The runaway yelped, falling backwards onto his posterior. “Angry Eyes? You stayed? …wait did you just say my name right?”

“Sabo?” Angry Eyes leaned over the sitting blonde, looking as curious as a cat. Probably a bad analogy seeing as the last cat that had come down this path was dead.

“Yes!” Sabo cheered, “That is my name.”

“Nay-me?”

“Yeah, it is a word that means me. Sabo is me.” Sabo sheepishly rubbed his head, holding out his right hand, “Ah, sorry for calling you Angry Eyes. What is your name?”

“Me name?”

“Yeah, what is your name?”

“Ace is me.” Angry- ah, Ace stared at Sabo’s hand.

“Good to meet you Ace!” Sabo tried to reach for Ace’s hand, but Ace recoiled.
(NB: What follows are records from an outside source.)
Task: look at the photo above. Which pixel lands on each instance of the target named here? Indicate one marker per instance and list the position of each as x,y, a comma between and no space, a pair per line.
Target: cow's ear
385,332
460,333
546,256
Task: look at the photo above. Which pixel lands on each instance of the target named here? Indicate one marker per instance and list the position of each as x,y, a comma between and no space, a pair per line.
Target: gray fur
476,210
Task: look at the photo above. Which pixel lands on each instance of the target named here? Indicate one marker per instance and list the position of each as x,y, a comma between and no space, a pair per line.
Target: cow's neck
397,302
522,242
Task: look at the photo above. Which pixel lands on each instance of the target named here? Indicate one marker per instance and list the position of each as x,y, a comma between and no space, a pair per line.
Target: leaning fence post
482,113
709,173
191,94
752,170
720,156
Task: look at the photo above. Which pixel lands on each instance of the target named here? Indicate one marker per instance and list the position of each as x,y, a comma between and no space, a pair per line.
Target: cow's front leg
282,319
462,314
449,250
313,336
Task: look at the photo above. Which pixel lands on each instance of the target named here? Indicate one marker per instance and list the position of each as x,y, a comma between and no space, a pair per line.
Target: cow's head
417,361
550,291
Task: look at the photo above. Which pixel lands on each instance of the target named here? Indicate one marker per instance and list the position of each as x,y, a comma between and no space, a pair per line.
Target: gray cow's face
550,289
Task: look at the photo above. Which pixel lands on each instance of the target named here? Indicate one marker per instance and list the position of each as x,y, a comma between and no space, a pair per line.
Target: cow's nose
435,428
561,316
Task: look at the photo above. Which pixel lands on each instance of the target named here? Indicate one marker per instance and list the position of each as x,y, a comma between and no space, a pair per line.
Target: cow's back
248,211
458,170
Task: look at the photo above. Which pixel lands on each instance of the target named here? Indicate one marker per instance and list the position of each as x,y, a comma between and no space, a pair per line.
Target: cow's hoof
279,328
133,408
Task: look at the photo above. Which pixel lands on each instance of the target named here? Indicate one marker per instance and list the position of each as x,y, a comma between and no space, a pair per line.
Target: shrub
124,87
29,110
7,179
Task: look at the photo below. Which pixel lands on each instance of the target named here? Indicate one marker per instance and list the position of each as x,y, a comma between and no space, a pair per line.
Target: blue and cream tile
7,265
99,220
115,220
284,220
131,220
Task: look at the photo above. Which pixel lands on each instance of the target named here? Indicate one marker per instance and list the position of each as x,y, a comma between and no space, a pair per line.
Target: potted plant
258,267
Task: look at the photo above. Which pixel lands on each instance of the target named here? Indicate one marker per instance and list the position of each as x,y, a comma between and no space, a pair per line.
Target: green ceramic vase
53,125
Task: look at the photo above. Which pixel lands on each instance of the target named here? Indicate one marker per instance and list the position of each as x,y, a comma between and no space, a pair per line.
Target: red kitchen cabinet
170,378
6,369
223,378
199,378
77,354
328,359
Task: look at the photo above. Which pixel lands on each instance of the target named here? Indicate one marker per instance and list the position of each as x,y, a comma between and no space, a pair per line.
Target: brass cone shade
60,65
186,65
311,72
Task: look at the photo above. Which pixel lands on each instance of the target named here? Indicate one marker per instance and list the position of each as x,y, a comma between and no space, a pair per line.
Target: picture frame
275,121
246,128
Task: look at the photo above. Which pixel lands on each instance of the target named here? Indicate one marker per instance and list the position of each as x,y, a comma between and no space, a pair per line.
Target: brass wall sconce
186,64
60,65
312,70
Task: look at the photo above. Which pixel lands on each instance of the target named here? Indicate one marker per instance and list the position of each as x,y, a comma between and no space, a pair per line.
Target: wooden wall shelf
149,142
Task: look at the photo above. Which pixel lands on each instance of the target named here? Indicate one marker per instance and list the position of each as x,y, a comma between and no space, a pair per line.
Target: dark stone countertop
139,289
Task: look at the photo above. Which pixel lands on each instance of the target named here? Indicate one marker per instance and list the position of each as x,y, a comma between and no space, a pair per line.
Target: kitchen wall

Angry Eyes hissed, backing up a few steps. “Okay, okay. No touching, I gottcha. I mean- I understand.”

Well Ace had yet to run off, so Sabo figured he was safe to keep talking, “Is the meat done?”

Ace swung his head to look at the fire pit, sniffing. Sabo yelped as Ace ripped the carcass apart. Quite a bit was brown, streaked red and pink, but not as bloody as one might have expected. “Meat good.” Ace decided. The feral child pounced on the upper half of the deer, shredding the fur and bones as he ripped, chewed, and devoured the herbivore.

Sabo instinctively realized after a few moments of gaping horror, that if he didn’t start eating Ace would be more than happy and able to chow down on the deer’s lower haunches. A rumbling stomach reminded Sabo that he hadn’t eaten more than scraps the day before. So disregarding the missing knife and fork, Sabo set to work gnawing on the chewy meal.

In the end Ace ended up eating half of Sabo’s half anyway because Sabo couldn’t stomach another bite.

The two boys laid on the ground in happily bloated piles.